We are asked to draw the graph of this equation.
As we can see that it is a quadratic equation in which ‘x’ has the highest power of 2 while ‘y’ is only linear.
So, our equation is a kind of parabola.
As we have to plot this we should know this to plot any parabola, we should know about the vertex of the parabola, axis of symmetry of the parabola and also know about some of the points that lie on the particular parabola.
In general, parabola in vertex term is given as –
$\left( y-k \right)=a{{\left( x-h \right)}^{2}}$ or $y=a{{\left( x-h \right)}^{2}}+k$
Where $\left( h,k \right)$ are the coordinates of the vertex of the parabola.
Now, to sketch the parabola $y=a{{\left( x-h \right)}^{2}}+k$
We follow following steps:
1) First we find vertex of the parabola
2) Find the y intercept by putting x=0 and solve for the value of ‘y’.
3) Find the ‘x’ intercept by putting y=0 and solve the equation for ‘x’.
4) Then we plot vertex, ‘x’ intercept, ‘y’ intercept and join the points to form the graph.
Now, we are given that $y={{\left( x+3 \right)}^{2}}-1$
So, we compare it with $y=a{{\left( x-h \right)}^{2}}+k$
We have –
$h=-3$ and $k=-1$ .
Now, as vertex is given as $\left( h,k \right)$ so we get our vertex are $\left( -3,-1 \right)$
Secondly we find the value of ‘y’ intercept.

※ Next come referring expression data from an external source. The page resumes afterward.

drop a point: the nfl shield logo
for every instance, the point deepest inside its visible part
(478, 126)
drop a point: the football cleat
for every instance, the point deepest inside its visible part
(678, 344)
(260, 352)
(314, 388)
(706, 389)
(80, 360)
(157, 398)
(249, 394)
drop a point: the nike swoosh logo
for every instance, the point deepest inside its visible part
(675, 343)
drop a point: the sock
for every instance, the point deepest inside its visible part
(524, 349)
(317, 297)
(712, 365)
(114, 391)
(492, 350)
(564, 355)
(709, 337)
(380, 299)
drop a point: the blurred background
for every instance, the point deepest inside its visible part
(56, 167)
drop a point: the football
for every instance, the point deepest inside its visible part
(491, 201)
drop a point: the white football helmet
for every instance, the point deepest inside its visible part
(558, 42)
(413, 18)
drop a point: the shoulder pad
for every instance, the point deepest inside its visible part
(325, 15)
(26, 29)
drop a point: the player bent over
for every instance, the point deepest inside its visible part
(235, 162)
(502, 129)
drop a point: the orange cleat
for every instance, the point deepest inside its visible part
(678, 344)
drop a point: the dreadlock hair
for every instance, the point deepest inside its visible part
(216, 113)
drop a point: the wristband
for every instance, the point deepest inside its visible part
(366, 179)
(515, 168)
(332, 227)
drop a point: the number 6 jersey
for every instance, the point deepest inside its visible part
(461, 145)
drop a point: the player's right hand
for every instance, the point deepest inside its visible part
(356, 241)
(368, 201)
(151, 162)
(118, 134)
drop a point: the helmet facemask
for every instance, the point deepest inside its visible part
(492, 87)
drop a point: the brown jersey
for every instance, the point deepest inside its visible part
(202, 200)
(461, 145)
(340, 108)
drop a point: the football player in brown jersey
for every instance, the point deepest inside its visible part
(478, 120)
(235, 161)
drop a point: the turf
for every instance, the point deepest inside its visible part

We put x=0 in our equation, $y={{\left( x+3 \right)}^{2}}-1$ and solve for ‘y’.
We get –
$y={{\left( 0+3 \right)}^{2}}-1$
As $0+3=3$ so –
$y={{3}^{2}}-1$
$=9-1$
$y=8$
So, we get –
$y=8$
So, ‘y’ intercept is 8
Graph of ‘y’ cut y-axis at 8
Now we look for ‘x’ intercept
We put y=0, in $y={{\left( x+3 \right)}^{2}}-1$
We get –
$0={{\left( x+3 \right)}^{2}}-1$
We solve for ‘x’.
So,
$1={{\left( x+3 \right)}^{2}}$
$\begin{align}
  & \pm \sqrt{1}=x+3 \\
 & x=\pm \sqrt{1}-3 \\
\end{align}$
By simplifying, we get –
$x=\pm 1-3$
We take +1, then we get $x=+1-3=-2$ and when we take -1, we get $x=-1-3=-4$
So our x intercepts are -2 and -4.
So,
Graph of x-axis at -2 and -4.
Now, as our equation has a square over ‘x’ so the axis of symmetry is alone y-axis.
So, using vertex as $\left( h,k \right)=\left( -3,-1 \right)$
Y intercept $\left( 0,8 \right)$
X-intercept $\left( -2,0 \right)$ and $\left( -4,0 \right)$
We will put the point on a graph and sketch our required graph.

Note:
Remember that if we pick the wrong axis of symmetry then we will get the incorrect graph also that we need to pick the correct value of h and k we have –
$y={{\left( x+3 \right)}^{2}}-1$ than we have $y={{\left[ x-\left( -3 \right) \right]}^{2}}+\left( -1 \right)$
So here we compare with $y={{\left( x-h \right)}^{2}}+k$
We get –
$h=-3$ and $5=7$ , we need to precise if we recklessly pick $h=3$ and $k=1$ it will give an incorrect graph.